DOD Aims To Shift $3.6B From Military Projects to Border Wall
The Dept. of Defense’s plan to put off $3.6 billion in construction projects and shift the agency’s already appropriated funds to build sections of the southwest border wall has sparked sharp criticism from Democrats in Congress. The plan stems from President Donald Trump’s Feb. 15 declaration of an emergency on the border. Critics are expected to try to block it as Congress works on fiscal 2020 spending (see p. 4).
DOD officials, briefing reporters Sept. 3, said the transfers would affect 127 projects, with the $3.6 billion divided evenly between overseas projects and those in the U.S. and its territories.

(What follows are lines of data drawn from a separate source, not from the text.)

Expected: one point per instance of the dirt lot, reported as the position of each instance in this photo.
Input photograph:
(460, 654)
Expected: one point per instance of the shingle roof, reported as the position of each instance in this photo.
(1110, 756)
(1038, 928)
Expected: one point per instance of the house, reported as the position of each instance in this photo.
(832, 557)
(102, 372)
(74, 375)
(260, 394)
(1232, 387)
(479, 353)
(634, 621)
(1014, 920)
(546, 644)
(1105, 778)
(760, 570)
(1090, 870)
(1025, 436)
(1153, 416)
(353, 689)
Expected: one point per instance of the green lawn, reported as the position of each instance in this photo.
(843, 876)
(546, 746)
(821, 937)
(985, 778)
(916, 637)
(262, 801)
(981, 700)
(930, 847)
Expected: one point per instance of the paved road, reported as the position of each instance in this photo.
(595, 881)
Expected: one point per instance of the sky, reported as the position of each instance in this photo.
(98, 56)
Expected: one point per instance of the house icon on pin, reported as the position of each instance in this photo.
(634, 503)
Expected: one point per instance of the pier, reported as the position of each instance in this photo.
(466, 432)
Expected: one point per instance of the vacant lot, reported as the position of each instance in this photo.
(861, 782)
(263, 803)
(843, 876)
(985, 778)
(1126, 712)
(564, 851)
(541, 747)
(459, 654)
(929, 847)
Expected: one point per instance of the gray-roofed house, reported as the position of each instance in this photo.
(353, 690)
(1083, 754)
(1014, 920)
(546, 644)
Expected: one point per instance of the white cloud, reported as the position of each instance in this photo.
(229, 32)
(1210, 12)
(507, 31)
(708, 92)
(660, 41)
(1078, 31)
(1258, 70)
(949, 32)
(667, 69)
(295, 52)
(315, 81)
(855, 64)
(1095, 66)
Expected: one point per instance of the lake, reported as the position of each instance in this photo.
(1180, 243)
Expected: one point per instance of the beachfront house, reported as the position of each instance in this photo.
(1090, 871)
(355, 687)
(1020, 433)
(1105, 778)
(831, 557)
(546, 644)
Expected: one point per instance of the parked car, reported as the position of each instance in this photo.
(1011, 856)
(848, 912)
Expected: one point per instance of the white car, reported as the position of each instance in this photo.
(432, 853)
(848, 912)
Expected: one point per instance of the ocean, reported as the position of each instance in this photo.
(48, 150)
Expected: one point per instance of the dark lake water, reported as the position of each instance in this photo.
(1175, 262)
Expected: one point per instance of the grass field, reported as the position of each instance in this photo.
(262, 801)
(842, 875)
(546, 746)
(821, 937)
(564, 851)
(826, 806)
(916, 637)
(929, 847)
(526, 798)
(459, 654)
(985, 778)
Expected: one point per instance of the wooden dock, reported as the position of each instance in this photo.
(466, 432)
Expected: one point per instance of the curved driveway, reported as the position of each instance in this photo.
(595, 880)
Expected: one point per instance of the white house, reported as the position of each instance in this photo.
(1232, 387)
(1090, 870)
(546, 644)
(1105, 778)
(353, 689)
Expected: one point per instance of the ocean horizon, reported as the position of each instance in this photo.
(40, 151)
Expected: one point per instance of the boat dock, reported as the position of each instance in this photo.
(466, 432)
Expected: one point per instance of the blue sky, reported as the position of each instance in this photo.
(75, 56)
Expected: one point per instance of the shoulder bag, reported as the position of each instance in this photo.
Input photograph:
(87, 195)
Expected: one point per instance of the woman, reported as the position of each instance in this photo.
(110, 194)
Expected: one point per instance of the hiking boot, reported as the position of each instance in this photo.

Under DOD’s scenario, the first batch of projects to see funds shifted would be overseas. The original contract award dates are from 2019-21. Major items include $119 million for a storage facility at Ramstein Air Base in Germany and $95 million for a school at Camp McTureous in Japan. U.S. projects include $95 million for a U.S. Military Academy engineering center and $89 million for a pier and maintenance facility in Bangor, Maine.
The border work involves 11 projects. The largest is for $1.3 billion to build 52 miles of “pedestrian fence system” near El Centro, Calif. Elaine McCusker, DOD acting undersecretary-comptroller, said the Army Corps of Engineers would handle wall contracting and officials are aiming to begin construction in 100 to 140 days for projects on DOD-owned land.
DOD officials call the construction projects on the list “deferrals” and want Congress to fund them in 2020 appropriations. But Rep. Debbie Wasserman Schultz (D-Fla.), who chairs the appropriations subcommittee overseeing military construction, said the House would not “backfill” funding projects on DOD’s list. She said Trump was “poaching from critical projects our service members and their families need, including schools.”
The funding transfer controversy is likely to play into the coming debate over 2020 appropriations. Jimmy Christianson, Associated General Contractors vice president for government relations, says, “I can’t see how it won’t.”